Моя мать была красивой женщиной, с такими плавными и мягкими изгибами тела, такими чувственными губами и таким жарким взглядом, что нетрудно представить себе, что она легко находила себе гораздо более приятное занятие, чем забота о моих первых несмелых шагах по жизни.
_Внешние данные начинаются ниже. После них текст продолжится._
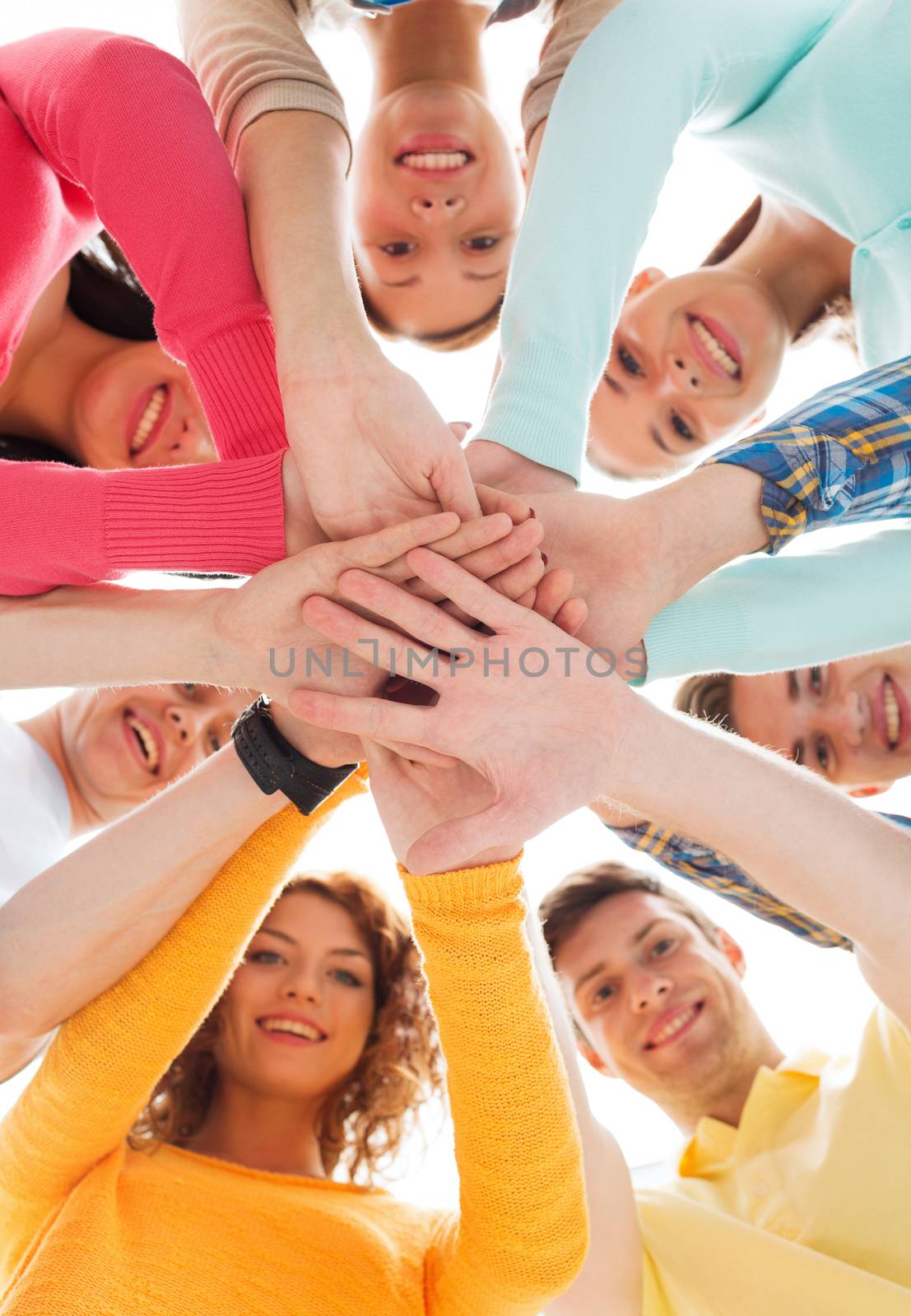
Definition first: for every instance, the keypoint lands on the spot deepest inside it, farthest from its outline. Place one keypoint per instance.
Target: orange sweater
(87, 1226)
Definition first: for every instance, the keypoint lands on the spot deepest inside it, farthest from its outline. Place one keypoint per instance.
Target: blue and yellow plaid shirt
(840, 458)
(843, 457)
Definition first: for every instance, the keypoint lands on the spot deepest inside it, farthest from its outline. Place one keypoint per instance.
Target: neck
(727, 1101)
(48, 730)
(263, 1133)
(801, 261)
(427, 41)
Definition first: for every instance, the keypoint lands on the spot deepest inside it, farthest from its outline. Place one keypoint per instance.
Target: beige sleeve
(572, 24)
(252, 57)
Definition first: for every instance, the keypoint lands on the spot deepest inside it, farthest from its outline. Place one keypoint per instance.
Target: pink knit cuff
(235, 375)
(228, 517)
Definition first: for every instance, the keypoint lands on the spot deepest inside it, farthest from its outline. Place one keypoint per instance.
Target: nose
(844, 717)
(186, 724)
(190, 447)
(437, 210)
(685, 375)
(648, 990)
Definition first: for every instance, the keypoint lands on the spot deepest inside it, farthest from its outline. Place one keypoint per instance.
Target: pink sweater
(107, 131)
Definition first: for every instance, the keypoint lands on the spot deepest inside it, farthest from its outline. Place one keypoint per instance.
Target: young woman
(806, 98)
(220, 1197)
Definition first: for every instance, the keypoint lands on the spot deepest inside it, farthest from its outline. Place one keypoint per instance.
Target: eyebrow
(593, 973)
(338, 951)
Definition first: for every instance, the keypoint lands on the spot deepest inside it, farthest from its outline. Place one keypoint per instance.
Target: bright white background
(807, 997)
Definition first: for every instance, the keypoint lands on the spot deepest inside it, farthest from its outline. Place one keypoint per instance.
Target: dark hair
(564, 908)
(447, 340)
(836, 313)
(707, 695)
(105, 294)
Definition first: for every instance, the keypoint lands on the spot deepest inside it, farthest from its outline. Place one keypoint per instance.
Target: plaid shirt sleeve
(719, 874)
(843, 457)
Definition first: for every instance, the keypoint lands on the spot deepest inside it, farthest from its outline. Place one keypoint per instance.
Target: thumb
(486, 837)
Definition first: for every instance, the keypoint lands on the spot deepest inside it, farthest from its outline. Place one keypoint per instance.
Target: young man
(796, 1194)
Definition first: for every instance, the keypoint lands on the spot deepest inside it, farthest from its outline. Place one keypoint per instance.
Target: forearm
(522, 1228)
(291, 168)
(822, 855)
(78, 927)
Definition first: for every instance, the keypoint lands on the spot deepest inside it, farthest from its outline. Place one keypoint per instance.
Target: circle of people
(199, 269)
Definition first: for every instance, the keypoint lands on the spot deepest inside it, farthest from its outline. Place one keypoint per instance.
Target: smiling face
(299, 1010)
(693, 361)
(437, 197)
(136, 407)
(849, 721)
(121, 747)
(658, 1003)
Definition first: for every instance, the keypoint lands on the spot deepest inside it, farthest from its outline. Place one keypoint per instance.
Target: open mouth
(435, 153)
(146, 425)
(295, 1031)
(717, 350)
(144, 743)
(895, 723)
(681, 1022)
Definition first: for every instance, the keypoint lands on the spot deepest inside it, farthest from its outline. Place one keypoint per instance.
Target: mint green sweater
(811, 96)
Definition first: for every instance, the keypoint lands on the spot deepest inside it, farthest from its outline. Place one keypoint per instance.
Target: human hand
(537, 717)
(373, 451)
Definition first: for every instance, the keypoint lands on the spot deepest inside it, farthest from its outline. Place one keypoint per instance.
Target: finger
(470, 537)
(377, 644)
(394, 541)
(419, 754)
(453, 484)
(453, 844)
(520, 578)
(410, 615)
(573, 616)
(473, 596)
(498, 500)
(375, 719)
(555, 589)
(489, 563)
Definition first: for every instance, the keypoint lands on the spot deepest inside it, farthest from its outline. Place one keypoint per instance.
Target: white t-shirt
(35, 809)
Как я уже сказал, моя бабка постоянно переезжала с места на место, из Матансаса в Гавану, обратно в Матансас и опять в Гавану, и трудно объяснить, каким образом она с такой легкостью умудрялась это проделывать: ведь уже в те времена почти никому не удавалось беспрепятственно выбираться из своего логова. Она часто брала меня с собой, и я путешествовал вместе с ней, почти всегда пешком, очень редко на машине. Поэтому мои воспоминания о тех годах состоят в основном из картин, что представали передо мной во время наших переходов в самое тяжкое время дня и в самые грустные часы ночи.
В ранние детские годы я привык созерцать мир со спины своей бабушки; и я приучился наблюдать его с высоты, ибо, не помню, упомянул ли я об этом раньше, она была высокой и стройной, как королевская пальма. В общем, я привык смотреть на мир свысока, и в этом теперь я могу себя упрекнуть, хоть ничуть не раскаиваюсь.